Crawford Art Gallerypermanent collection

Aida
Aida
1935
Irish School
Marble
40 x 45.5 cm

478-S
The portrait of Aida shows the influence of the Symbolist movement, and in its own way is as much a heroic personification of an ideal as is Sheppard's life-size bronze The Wexford Pikeman. The sculptor has carved the head and shoulders of the teenage girl in profile and in relief; the figure is still engaged with the block of marble from which the head emerges in a somewhat dream-like way. The background around the girl's head and shoulders has been roughly chiselled to emphasise the Michelangelesque concept of the figure being "liberated" from the stone.

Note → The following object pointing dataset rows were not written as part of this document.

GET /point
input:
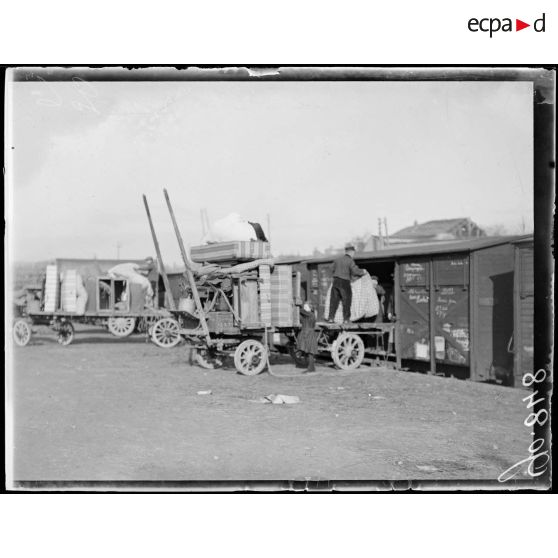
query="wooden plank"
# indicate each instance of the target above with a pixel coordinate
(188, 273)
(168, 292)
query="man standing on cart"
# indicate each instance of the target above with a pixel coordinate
(344, 270)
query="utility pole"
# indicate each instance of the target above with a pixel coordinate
(386, 231)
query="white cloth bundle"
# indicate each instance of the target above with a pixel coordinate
(231, 227)
(365, 303)
(131, 272)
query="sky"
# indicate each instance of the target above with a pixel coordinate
(324, 160)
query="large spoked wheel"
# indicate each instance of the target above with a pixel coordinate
(22, 333)
(250, 357)
(347, 351)
(121, 326)
(65, 333)
(166, 333)
(207, 358)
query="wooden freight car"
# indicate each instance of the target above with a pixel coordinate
(452, 302)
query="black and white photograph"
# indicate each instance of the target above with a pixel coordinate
(259, 278)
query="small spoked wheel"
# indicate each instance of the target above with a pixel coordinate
(65, 333)
(250, 357)
(121, 326)
(22, 332)
(207, 358)
(347, 351)
(165, 333)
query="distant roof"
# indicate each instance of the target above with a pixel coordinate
(433, 228)
(444, 247)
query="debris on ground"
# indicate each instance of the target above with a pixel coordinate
(429, 468)
(278, 399)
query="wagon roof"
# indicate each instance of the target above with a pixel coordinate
(441, 247)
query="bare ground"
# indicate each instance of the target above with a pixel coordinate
(109, 409)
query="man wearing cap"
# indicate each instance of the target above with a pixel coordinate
(344, 269)
(136, 273)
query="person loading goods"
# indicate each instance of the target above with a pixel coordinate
(344, 270)
(136, 273)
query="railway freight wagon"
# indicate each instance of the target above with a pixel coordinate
(453, 304)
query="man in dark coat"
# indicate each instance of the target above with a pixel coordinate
(344, 270)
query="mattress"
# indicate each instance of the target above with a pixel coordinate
(238, 251)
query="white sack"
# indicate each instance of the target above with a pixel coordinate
(130, 271)
(365, 303)
(231, 227)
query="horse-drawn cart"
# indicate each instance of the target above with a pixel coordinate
(109, 301)
(246, 310)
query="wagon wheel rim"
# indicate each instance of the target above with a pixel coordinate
(348, 351)
(166, 333)
(250, 357)
(121, 326)
(65, 333)
(22, 333)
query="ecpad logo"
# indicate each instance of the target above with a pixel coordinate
(494, 24)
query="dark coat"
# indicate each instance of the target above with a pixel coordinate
(307, 340)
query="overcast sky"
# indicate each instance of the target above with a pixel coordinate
(324, 159)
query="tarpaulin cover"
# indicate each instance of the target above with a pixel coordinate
(365, 303)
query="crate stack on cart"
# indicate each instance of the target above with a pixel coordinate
(264, 293)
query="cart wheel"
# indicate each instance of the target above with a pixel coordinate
(207, 358)
(250, 357)
(166, 333)
(22, 332)
(347, 351)
(65, 333)
(121, 326)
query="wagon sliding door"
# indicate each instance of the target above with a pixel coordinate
(451, 310)
(523, 337)
(414, 309)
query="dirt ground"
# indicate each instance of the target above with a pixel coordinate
(111, 409)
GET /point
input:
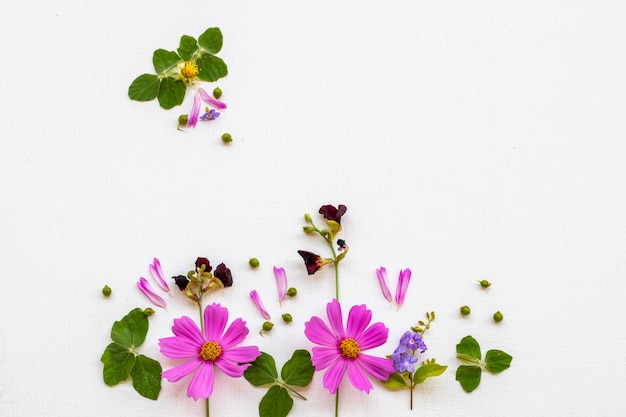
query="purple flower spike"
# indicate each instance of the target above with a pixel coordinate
(384, 282)
(281, 283)
(157, 274)
(403, 284)
(257, 300)
(147, 290)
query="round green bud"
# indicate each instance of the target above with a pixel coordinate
(497, 317)
(106, 291)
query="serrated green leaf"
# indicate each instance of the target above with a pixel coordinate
(118, 362)
(276, 403)
(211, 40)
(171, 92)
(468, 349)
(146, 376)
(298, 370)
(188, 47)
(131, 330)
(144, 88)
(468, 376)
(211, 67)
(164, 60)
(428, 370)
(262, 371)
(497, 361)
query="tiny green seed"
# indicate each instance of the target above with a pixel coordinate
(106, 291)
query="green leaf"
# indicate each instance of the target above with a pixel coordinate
(188, 47)
(171, 92)
(118, 362)
(262, 371)
(146, 376)
(211, 40)
(468, 349)
(468, 376)
(497, 361)
(428, 370)
(276, 403)
(131, 330)
(144, 88)
(299, 369)
(211, 67)
(164, 60)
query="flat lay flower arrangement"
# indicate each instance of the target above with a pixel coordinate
(213, 338)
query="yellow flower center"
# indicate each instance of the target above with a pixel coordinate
(189, 70)
(349, 348)
(210, 351)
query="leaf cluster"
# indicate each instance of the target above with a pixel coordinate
(121, 360)
(468, 350)
(168, 85)
(297, 371)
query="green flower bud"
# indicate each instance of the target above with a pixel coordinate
(106, 291)
(497, 317)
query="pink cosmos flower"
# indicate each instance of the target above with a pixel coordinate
(147, 290)
(205, 350)
(342, 350)
(384, 282)
(157, 274)
(281, 283)
(403, 284)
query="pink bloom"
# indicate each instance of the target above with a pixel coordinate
(257, 300)
(281, 283)
(403, 284)
(147, 290)
(384, 282)
(341, 350)
(204, 350)
(157, 274)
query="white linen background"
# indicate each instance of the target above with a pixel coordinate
(469, 140)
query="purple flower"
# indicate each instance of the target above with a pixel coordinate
(381, 273)
(403, 284)
(147, 290)
(341, 350)
(257, 300)
(281, 283)
(204, 350)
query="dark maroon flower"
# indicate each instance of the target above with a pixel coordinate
(331, 213)
(223, 274)
(205, 262)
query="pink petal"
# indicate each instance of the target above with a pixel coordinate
(376, 335)
(334, 375)
(384, 282)
(359, 318)
(318, 332)
(215, 319)
(147, 290)
(201, 385)
(281, 283)
(357, 378)
(333, 310)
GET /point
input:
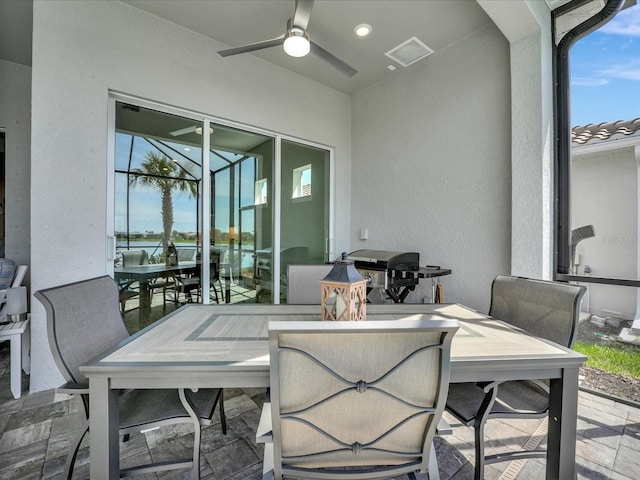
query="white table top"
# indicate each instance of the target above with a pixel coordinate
(222, 338)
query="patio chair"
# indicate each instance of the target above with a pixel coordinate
(303, 283)
(187, 284)
(83, 319)
(545, 309)
(355, 399)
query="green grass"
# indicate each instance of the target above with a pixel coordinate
(620, 360)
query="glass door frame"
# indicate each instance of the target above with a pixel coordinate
(205, 199)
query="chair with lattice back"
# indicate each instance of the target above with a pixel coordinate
(355, 399)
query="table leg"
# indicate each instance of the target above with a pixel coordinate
(16, 357)
(103, 428)
(144, 310)
(26, 350)
(563, 417)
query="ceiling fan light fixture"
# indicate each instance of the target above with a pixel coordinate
(362, 30)
(198, 130)
(296, 42)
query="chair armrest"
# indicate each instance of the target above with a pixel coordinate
(444, 428)
(264, 434)
(71, 388)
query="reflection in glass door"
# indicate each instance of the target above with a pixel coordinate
(304, 207)
(166, 211)
(241, 213)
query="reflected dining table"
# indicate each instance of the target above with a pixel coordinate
(203, 346)
(145, 274)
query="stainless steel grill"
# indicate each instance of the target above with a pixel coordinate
(396, 273)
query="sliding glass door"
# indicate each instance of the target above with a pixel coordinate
(304, 207)
(166, 211)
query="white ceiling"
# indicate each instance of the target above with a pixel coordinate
(437, 23)
(238, 22)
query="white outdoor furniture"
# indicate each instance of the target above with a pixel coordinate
(18, 334)
(209, 346)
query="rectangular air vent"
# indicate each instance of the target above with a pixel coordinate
(409, 52)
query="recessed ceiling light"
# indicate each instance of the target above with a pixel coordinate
(362, 30)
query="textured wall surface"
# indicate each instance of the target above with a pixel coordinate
(431, 165)
(15, 119)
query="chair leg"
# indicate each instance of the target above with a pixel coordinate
(223, 416)
(434, 473)
(478, 427)
(195, 471)
(73, 453)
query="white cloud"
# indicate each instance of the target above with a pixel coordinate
(627, 22)
(588, 82)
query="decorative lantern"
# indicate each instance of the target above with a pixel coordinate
(344, 292)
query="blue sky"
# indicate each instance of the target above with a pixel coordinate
(605, 72)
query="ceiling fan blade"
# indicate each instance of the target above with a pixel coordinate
(252, 47)
(333, 60)
(183, 131)
(302, 13)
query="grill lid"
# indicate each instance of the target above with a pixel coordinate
(385, 260)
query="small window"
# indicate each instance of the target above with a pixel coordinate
(261, 192)
(301, 182)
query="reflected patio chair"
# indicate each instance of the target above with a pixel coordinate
(355, 399)
(303, 283)
(545, 309)
(188, 284)
(83, 320)
(132, 258)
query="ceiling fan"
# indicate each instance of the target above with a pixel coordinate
(295, 40)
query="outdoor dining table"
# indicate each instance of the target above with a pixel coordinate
(203, 346)
(145, 274)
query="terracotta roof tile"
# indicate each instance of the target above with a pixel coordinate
(594, 133)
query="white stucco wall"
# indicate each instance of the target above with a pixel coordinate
(431, 165)
(81, 50)
(527, 27)
(15, 119)
(604, 193)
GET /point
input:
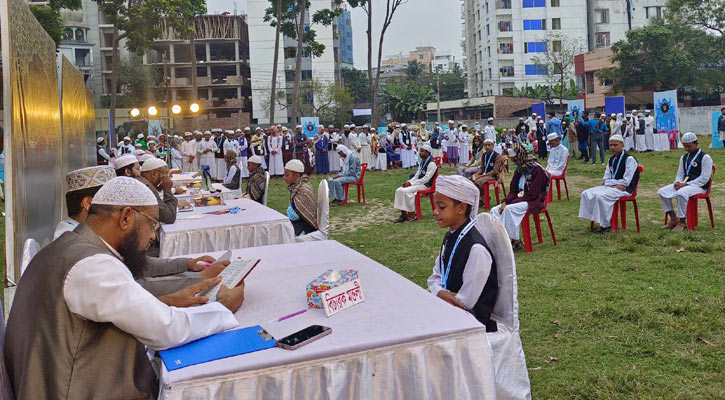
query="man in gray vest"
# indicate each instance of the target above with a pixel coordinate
(79, 321)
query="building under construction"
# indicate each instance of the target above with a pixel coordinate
(219, 63)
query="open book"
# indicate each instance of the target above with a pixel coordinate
(232, 275)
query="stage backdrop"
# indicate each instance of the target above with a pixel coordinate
(575, 108)
(35, 152)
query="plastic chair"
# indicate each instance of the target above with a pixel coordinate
(692, 214)
(558, 179)
(359, 183)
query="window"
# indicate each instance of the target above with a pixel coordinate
(535, 47)
(601, 16)
(533, 69)
(602, 39)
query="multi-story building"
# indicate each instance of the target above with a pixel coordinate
(324, 69)
(503, 38)
(221, 49)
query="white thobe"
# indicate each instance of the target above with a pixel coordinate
(511, 217)
(276, 163)
(100, 288)
(683, 195)
(405, 197)
(475, 276)
(597, 203)
(558, 156)
(188, 150)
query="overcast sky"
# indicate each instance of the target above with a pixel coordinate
(417, 23)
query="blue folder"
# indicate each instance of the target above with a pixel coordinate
(215, 347)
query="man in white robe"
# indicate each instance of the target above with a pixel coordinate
(558, 156)
(423, 179)
(620, 179)
(693, 177)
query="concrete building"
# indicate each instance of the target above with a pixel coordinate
(221, 49)
(503, 37)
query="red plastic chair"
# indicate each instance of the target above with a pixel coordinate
(620, 207)
(692, 206)
(558, 179)
(427, 192)
(359, 183)
(526, 228)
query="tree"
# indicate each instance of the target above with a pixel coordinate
(665, 56)
(558, 61)
(391, 6)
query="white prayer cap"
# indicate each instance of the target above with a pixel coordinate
(124, 161)
(459, 188)
(85, 178)
(125, 191)
(689, 137)
(295, 166)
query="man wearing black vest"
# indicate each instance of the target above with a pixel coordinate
(421, 180)
(693, 177)
(620, 179)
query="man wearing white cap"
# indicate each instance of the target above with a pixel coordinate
(125, 147)
(102, 158)
(423, 179)
(620, 178)
(558, 156)
(693, 177)
(302, 208)
(91, 306)
(155, 175)
(257, 182)
(464, 274)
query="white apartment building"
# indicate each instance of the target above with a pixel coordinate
(502, 37)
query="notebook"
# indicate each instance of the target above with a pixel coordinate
(215, 347)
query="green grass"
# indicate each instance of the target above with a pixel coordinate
(622, 315)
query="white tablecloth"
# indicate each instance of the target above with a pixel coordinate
(255, 225)
(401, 343)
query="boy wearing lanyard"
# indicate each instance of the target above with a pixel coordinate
(693, 177)
(620, 179)
(464, 274)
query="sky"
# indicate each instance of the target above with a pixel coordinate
(434, 23)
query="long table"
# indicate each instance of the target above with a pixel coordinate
(401, 343)
(199, 232)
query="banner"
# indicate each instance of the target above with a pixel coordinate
(575, 108)
(667, 115)
(716, 139)
(614, 105)
(309, 125)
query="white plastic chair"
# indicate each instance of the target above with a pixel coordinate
(323, 216)
(30, 249)
(266, 188)
(512, 377)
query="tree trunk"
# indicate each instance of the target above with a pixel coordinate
(273, 90)
(114, 82)
(298, 61)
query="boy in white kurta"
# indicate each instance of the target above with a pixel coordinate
(620, 179)
(693, 177)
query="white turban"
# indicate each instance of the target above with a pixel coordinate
(459, 188)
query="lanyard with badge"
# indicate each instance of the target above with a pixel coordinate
(687, 173)
(444, 278)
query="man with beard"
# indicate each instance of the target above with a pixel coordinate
(85, 336)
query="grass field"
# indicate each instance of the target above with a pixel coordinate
(623, 315)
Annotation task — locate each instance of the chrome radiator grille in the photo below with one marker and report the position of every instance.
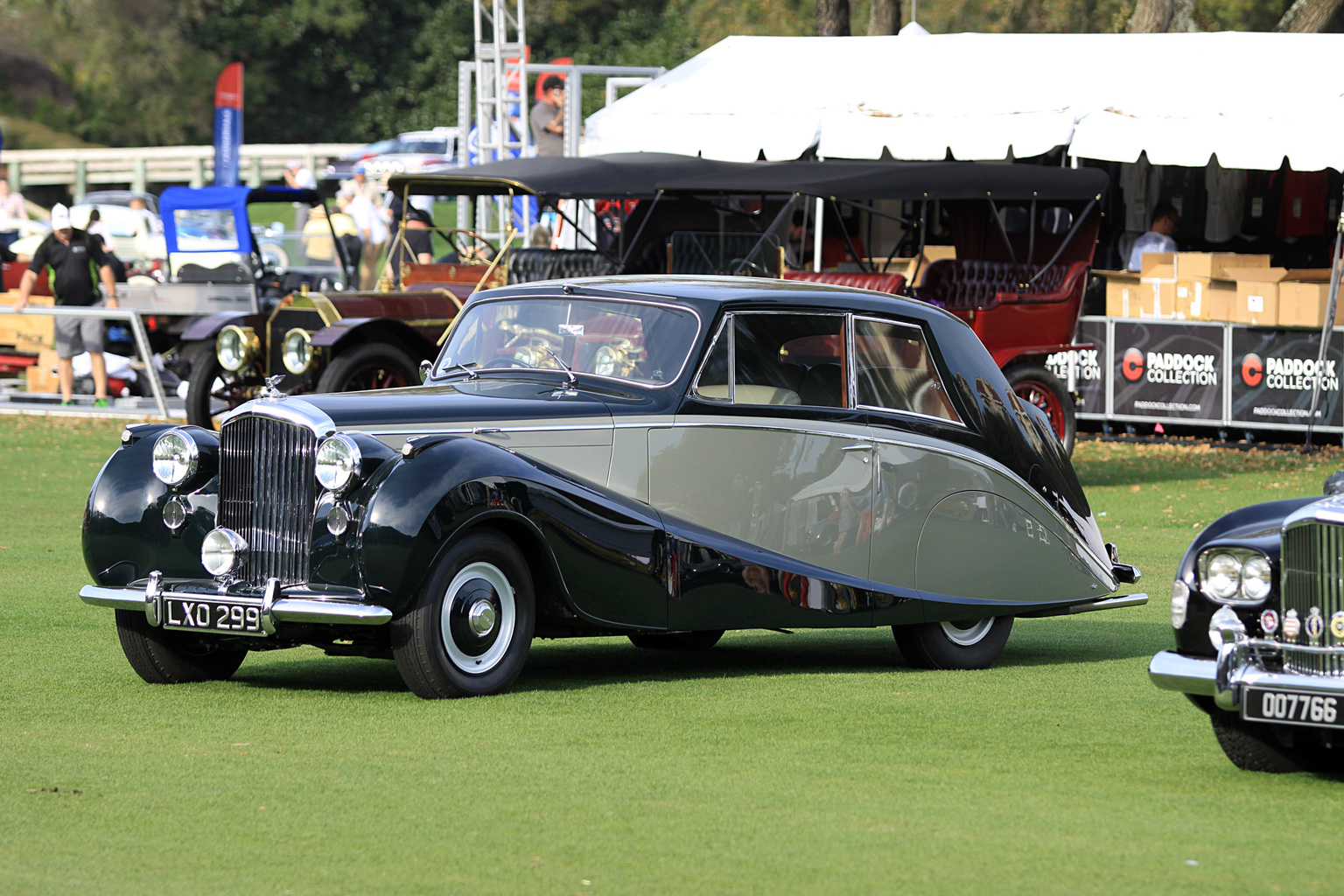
(266, 494)
(1312, 578)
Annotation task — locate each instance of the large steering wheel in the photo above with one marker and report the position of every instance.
(468, 243)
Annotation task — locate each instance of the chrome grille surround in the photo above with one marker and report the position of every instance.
(268, 491)
(1312, 580)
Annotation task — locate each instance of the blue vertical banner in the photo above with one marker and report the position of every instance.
(228, 124)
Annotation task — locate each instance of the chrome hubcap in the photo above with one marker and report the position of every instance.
(967, 632)
(478, 617)
(481, 617)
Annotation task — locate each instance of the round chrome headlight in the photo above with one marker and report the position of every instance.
(1256, 578)
(1223, 577)
(298, 351)
(338, 462)
(237, 346)
(222, 551)
(176, 457)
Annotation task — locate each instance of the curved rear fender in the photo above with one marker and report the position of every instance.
(124, 535)
(599, 552)
(208, 326)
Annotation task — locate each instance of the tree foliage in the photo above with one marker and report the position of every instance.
(142, 72)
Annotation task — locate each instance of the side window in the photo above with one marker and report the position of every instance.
(779, 359)
(895, 371)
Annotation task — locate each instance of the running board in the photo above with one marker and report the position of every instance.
(1105, 604)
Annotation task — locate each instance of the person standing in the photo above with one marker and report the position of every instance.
(1158, 240)
(547, 118)
(373, 231)
(74, 261)
(11, 213)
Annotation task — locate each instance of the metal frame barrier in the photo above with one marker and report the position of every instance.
(137, 328)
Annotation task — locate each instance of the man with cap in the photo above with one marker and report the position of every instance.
(75, 263)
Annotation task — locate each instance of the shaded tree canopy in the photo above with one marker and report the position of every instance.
(142, 72)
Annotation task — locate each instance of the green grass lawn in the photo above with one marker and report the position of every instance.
(805, 763)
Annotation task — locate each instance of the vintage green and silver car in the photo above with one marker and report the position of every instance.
(654, 457)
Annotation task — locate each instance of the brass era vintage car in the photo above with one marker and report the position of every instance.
(1258, 612)
(656, 457)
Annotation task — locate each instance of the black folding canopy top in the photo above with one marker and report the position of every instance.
(646, 175)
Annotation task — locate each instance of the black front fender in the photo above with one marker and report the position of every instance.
(596, 556)
(124, 534)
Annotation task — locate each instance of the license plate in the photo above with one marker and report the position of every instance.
(210, 614)
(1292, 708)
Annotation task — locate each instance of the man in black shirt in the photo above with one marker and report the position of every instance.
(73, 258)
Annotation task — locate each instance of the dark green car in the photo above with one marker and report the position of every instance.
(654, 457)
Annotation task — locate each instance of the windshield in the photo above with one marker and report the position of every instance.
(646, 344)
(425, 145)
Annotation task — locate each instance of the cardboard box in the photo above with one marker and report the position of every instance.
(42, 376)
(1205, 300)
(1214, 265)
(27, 332)
(1121, 293)
(1256, 294)
(1158, 265)
(1303, 298)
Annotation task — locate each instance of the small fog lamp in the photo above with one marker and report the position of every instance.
(222, 551)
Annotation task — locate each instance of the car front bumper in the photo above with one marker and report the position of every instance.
(1228, 682)
(276, 605)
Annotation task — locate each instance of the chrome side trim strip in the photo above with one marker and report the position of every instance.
(293, 609)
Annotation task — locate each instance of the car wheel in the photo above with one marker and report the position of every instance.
(965, 644)
(677, 640)
(1261, 747)
(173, 657)
(471, 627)
(211, 389)
(368, 367)
(1033, 384)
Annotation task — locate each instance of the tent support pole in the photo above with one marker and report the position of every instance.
(1060, 251)
(1331, 304)
(634, 241)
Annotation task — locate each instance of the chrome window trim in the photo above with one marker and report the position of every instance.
(729, 318)
(478, 430)
(651, 387)
(937, 369)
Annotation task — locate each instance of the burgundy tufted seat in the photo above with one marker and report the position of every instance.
(968, 284)
(877, 283)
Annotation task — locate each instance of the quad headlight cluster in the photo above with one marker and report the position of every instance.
(1233, 575)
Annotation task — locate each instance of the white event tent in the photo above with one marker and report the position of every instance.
(1249, 98)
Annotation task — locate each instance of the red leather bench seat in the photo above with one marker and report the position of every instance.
(970, 284)
(877, 283)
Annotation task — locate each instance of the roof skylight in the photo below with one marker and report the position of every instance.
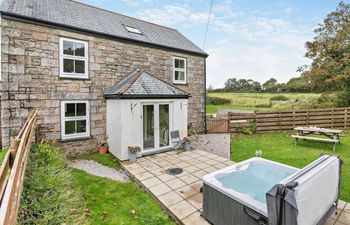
(133, 29)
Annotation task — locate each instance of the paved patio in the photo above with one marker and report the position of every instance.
(180, 194)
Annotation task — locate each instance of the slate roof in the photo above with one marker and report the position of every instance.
(73, 14)
(140, 84)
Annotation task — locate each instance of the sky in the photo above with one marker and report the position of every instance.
(251, 39)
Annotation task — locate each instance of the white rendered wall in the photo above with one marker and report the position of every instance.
(124, 122)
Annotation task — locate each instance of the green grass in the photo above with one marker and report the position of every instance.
(49, 192)
(106, 160)
(111, 202)
(280, 147)
(261, 101)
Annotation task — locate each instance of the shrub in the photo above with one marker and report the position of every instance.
(49, 193)
(279, 98)
(217, 101)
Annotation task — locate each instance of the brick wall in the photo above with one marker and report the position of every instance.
(30, 72)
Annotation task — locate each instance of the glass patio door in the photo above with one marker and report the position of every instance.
(156, 126)
(148, 127)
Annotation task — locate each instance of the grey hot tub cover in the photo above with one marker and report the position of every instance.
(308, 197)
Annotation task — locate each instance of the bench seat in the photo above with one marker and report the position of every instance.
(315, 138)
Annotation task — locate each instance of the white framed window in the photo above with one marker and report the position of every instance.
(180, 70)
(75, 119)
(73, 58)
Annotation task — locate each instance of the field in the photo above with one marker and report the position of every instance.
(262, 101)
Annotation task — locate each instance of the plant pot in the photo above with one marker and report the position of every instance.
(102, 150)
(132, 157)
(186, 146)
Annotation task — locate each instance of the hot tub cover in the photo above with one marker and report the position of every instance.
(309, 196)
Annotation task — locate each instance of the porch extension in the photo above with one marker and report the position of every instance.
(180, 194)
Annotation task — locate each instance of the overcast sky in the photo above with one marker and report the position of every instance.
(255, 39)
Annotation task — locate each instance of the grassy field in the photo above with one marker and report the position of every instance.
(280, 147)
(261, 101)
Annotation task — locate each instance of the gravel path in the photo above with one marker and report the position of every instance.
(218, 144)
(97, 169)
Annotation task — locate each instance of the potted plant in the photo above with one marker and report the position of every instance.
(186, 143)
(133, 153)
(102, 147)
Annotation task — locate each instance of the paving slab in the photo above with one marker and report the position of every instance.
(180, 194)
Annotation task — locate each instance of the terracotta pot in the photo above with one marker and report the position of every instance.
(102, 150)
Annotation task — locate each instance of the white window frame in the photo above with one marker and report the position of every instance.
(180, 70)
(85, 59)
(64, 119)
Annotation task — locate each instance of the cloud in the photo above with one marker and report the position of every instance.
(137, 3)
(251, 62)
(243, 43)
(170, 15)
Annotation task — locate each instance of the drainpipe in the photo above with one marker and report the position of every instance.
(205, 95)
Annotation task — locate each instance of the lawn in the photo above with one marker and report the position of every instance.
(280, 147)
(113, 202)
(106, 160)
(261, 101)
(55, 194)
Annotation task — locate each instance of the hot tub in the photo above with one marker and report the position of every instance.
(242, 188)
(260, 192)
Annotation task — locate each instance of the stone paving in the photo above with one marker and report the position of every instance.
(180, 194)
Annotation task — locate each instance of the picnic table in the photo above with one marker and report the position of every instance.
(330, 135)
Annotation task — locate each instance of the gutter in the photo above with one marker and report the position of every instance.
(132, 96)
(21, 18)
(205, 95)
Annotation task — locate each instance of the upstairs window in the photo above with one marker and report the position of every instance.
(132, 29)
(75, 119)
(180, 75)
(73, 58)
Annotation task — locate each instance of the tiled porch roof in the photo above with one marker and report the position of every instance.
(140, 84)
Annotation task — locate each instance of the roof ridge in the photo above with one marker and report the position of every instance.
(109, 11)
(134, 78)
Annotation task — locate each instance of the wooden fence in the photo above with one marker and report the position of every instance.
(12, 171)
(218, 125)
(283, 120)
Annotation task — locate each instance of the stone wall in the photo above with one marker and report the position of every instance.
(30, 78)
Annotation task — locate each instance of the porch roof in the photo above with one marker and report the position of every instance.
(140, 84)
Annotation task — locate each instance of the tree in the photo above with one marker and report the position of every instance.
(297, 84)
(270, 85)
(210, 88)
(330, 52)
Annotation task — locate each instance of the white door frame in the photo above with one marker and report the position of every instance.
(156, 124)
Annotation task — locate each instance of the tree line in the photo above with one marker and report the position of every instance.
(296, 84)
(329, 71)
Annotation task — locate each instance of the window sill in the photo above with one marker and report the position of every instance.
(75, 139)
(180, 83)
(73, 78)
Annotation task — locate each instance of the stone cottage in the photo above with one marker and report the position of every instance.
(97, 75)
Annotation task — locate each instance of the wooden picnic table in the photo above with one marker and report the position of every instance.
(331, 135)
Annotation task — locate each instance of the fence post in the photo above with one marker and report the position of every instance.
(332, 118)
(346, 118)
(13, 149)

Oliver Sheppard RHA 1864–1941
Irish School

Like his contemporary John Hughes, Oliver Sheppard came from a Dublin artisan family background (although he was born in Cookstown, county Tyrone) and studied sculpture in Dublin, London and Paris. After teaching at Leicester and Nottingham, he returned to Dublin where he taught at the Metropolitan School of Art. Unlike Hughes, Sheppard wholeheartedly supported the Irish nationalist movement, and, through his work, created some of the most enduring icons of the Irish struggle for national independence over the centuries. His Wexford Pikeman, commemorating the 1798 United Irishmen uprising, and unveiled in 1905, graces the town centre of Wexford in much the same style and spirit as Henry Hudson Kitson's Minuteman, erected five years earlier in the town of Lexington, Massachusetts. Sheppard was called upon to repeat his Wexford success with another memorial to the 1798 uprising in Enniscorthy,which he completed in 1908, and in Stephen's Green in Dublin his memorial sculpture of the Irish nineteenth-century poet James Clarence Mangan was erected the following year. In 1911 Sheppard sculpted the bronze figure of the ancient Celtic mythical warrior Chuchulainn, which was subsequently placed in the General Post Office in Dublin as a commemoration of the Sinn Féin rebellion of 1916.

Apart from his successful public commemorative works, Sheppard carved a number of small and more intimate works in stone, such as Aida, a portrait of a teenage girl, carved in 1935, which shows him to have been a sensitive and talented artist. According to Ciaran MacGonigal, son of the sitter, this portrait was sculpted when his mother was about fifteen or sixteen years of age. His mother's name was Aida, but she was often referred to by the more usual Irish name of Aideen, which irritated her somewhat. She married Maurice MacGonigal, a landscape and portrait painter, who was to become president of the Royal Hibernian Academy and who shared Sheppard's nationalist views.